Abstract

Delta virus related chronic hepatitis is difficult to treat. The response to alpha-interferon (IFN), which still represents the only therapy for chronic hepatitis D, varies widely and occurs at different times from the beginning of treatment. The rate of response is proportional to the dose of IFN, with 9 million units (MU) three times a week being more effective than 3 MU thrice weekly. Sustained responses are unusual and are accompanied by the clearance of serum hepatitis B virus surface antigen (HBsAg), seroconversion to anti-HBs and improvement of liver histology. Although disease of a short-standing may respond better to therapy, clear predictors of response are still unidentified. Besides IFN, other therapeutic approaches such as immunosuppressive drugs, acyclovir, ribavirin and thymosin, have been unhelpful.

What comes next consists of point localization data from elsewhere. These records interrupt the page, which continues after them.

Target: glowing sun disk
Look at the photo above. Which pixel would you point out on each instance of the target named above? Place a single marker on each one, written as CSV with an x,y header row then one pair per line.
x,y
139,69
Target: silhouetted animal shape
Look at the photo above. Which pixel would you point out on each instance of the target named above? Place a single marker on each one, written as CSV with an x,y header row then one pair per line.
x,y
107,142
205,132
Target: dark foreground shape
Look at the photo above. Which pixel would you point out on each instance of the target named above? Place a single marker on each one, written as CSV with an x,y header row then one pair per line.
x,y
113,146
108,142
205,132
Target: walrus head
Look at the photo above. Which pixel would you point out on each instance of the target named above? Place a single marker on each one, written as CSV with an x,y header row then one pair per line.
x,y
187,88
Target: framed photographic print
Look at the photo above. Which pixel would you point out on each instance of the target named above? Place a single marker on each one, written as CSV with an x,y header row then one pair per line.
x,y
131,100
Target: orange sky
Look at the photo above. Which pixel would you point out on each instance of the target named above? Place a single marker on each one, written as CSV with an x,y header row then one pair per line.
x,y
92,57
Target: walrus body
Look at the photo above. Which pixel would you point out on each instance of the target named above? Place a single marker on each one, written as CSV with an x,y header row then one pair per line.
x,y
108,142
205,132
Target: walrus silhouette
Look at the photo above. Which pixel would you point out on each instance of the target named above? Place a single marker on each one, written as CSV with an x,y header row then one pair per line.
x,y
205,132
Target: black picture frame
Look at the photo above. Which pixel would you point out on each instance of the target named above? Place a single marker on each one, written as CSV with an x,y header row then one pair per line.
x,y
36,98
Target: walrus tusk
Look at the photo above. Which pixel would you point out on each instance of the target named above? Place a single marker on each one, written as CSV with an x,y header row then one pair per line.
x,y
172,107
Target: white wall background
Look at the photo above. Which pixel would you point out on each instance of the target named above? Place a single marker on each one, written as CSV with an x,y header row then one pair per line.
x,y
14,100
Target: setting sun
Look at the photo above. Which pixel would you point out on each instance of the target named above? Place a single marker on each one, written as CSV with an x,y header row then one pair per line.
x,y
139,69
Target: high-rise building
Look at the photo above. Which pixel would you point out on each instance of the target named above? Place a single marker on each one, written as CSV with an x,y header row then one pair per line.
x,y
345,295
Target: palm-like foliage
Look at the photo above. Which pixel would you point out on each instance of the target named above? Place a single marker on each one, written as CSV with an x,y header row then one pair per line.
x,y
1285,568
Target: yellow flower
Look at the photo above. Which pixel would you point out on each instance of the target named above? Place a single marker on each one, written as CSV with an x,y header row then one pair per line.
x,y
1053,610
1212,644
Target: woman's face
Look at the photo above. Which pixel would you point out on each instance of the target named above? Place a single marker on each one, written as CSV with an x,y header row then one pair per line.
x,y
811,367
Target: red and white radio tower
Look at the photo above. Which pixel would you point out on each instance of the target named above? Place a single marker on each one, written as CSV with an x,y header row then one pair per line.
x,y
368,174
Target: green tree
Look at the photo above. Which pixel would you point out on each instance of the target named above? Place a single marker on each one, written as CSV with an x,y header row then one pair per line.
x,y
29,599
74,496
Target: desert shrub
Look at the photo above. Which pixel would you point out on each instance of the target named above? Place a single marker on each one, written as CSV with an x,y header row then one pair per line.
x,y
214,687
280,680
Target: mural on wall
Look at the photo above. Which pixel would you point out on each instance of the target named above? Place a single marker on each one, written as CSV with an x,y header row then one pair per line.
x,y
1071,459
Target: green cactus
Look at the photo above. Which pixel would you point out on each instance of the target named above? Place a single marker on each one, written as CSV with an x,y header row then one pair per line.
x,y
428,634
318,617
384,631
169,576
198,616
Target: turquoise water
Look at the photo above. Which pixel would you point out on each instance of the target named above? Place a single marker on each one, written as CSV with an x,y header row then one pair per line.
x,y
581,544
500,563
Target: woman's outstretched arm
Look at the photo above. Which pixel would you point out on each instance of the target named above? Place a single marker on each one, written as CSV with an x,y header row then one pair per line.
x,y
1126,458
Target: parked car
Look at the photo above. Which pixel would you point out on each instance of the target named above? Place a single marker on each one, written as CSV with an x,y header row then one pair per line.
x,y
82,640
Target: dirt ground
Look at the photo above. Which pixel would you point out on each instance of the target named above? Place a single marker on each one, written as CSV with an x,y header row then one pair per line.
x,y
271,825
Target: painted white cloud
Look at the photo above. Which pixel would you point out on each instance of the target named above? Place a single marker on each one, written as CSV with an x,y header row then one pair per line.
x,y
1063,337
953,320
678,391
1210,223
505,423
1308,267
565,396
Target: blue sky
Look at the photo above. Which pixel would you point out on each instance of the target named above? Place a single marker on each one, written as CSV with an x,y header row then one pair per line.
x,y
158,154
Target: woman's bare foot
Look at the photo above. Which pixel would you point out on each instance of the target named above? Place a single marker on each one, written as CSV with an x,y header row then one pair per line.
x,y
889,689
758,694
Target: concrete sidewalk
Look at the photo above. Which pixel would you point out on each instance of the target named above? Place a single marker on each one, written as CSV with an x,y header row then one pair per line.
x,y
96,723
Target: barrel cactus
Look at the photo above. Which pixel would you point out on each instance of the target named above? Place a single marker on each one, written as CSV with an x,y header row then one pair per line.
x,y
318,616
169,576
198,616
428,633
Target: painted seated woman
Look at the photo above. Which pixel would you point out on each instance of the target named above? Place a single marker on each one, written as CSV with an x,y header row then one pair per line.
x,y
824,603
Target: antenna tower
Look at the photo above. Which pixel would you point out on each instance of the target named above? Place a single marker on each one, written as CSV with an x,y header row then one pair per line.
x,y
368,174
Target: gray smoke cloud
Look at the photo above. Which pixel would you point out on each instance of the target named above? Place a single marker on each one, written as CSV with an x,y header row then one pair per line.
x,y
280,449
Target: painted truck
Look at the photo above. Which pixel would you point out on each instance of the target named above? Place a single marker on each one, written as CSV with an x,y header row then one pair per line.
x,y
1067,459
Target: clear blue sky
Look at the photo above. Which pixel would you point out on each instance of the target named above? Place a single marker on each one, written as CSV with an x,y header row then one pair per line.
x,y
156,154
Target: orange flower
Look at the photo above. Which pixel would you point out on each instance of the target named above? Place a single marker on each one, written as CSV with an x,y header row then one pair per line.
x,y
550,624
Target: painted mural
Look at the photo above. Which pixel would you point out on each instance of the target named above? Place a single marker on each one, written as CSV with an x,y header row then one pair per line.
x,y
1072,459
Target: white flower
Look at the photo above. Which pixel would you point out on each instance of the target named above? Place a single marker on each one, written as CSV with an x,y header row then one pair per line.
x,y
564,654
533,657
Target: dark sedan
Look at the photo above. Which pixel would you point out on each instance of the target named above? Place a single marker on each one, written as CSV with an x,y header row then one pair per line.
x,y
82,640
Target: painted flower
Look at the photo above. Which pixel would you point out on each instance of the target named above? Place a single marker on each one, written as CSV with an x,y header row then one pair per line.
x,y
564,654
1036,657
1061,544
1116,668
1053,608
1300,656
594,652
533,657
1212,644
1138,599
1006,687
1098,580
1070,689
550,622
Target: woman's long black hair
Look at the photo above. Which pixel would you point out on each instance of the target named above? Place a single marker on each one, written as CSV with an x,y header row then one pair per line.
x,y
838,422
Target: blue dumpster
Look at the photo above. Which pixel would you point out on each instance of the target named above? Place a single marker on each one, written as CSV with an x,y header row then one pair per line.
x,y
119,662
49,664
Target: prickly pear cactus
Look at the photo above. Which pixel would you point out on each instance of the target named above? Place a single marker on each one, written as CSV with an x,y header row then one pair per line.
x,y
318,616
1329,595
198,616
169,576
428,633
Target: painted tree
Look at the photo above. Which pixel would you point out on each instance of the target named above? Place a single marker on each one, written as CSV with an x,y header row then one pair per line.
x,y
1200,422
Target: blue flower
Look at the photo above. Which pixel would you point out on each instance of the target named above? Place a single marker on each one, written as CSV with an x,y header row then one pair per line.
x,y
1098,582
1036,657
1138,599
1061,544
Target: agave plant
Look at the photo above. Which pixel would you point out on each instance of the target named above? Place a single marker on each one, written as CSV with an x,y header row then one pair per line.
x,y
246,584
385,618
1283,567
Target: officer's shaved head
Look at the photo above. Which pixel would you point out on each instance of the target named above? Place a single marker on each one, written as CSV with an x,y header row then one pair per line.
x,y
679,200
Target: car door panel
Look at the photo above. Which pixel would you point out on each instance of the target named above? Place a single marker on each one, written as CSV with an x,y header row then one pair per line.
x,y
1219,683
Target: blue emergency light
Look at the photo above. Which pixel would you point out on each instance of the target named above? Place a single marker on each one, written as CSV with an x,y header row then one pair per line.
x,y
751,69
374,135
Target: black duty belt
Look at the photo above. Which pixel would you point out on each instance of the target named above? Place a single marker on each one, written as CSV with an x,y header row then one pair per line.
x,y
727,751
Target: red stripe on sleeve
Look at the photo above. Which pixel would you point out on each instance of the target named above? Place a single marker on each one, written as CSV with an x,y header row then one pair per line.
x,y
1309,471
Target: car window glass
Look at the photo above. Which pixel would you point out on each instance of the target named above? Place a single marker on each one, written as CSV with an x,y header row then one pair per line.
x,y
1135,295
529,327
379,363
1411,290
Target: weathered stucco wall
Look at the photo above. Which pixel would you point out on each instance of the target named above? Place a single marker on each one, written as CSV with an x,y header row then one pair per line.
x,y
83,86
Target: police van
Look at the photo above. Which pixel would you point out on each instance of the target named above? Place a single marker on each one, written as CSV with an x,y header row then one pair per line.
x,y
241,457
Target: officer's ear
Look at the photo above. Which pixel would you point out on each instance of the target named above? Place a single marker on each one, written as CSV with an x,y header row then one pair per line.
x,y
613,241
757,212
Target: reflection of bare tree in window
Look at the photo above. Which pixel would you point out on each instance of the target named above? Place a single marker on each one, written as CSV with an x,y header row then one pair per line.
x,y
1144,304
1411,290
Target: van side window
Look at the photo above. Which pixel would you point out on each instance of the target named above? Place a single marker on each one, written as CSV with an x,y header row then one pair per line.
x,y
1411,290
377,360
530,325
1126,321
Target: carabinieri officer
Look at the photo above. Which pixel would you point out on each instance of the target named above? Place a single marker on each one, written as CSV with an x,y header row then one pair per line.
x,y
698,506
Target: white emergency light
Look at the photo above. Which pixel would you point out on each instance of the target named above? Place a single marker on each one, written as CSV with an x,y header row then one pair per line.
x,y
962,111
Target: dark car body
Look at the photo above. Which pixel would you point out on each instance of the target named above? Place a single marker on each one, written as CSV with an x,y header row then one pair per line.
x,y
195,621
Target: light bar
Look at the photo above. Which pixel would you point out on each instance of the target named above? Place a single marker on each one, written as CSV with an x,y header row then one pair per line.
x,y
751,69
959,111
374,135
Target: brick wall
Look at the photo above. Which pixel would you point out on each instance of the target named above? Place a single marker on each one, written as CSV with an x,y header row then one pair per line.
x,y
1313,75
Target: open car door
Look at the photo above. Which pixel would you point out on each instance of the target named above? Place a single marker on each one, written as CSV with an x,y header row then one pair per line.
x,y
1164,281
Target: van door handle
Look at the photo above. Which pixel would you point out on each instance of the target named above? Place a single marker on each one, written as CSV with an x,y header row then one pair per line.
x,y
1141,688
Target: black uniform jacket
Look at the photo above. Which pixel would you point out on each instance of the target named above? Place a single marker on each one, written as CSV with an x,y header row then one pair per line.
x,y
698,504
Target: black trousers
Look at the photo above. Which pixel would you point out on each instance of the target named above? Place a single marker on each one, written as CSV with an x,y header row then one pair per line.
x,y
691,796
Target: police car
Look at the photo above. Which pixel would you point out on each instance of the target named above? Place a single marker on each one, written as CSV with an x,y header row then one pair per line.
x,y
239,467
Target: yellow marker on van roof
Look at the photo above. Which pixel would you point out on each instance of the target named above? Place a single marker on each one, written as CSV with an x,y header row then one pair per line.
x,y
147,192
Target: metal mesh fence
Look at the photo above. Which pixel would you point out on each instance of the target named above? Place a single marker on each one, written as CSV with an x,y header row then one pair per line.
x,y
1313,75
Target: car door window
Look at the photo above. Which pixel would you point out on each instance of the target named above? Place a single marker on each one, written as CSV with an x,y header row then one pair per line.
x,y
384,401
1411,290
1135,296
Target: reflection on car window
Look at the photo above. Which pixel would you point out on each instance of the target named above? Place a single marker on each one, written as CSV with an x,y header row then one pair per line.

Available evidence does not support the use of deoxynucleotide analogues. Famciclovir has no effect on disease activity and hepatitis D virus (HDV)-RNA levels. Twelve- or 24-month lamivudine treatment does not significantly affect biochemical, virological or histological parameters. Pegylated-IFN could represent a reasonable therapeutic option in the long-term treatment required for chronic hepatitis D. Antisense oligonucleotides and prenylation inhibitors hold promise as therapeutic agents of the future. Liver transplantation provides a valid option for end-stage HDV liver disease; the risk of re-infection is lower for HDV than for HBV under long-term administration of hyperimmune serum against HBsAg. Molecularly tailored drugs capable of interfering with crucial viral replicative processes of HDV appear to be the best prospect in the treatment of hepatitis D.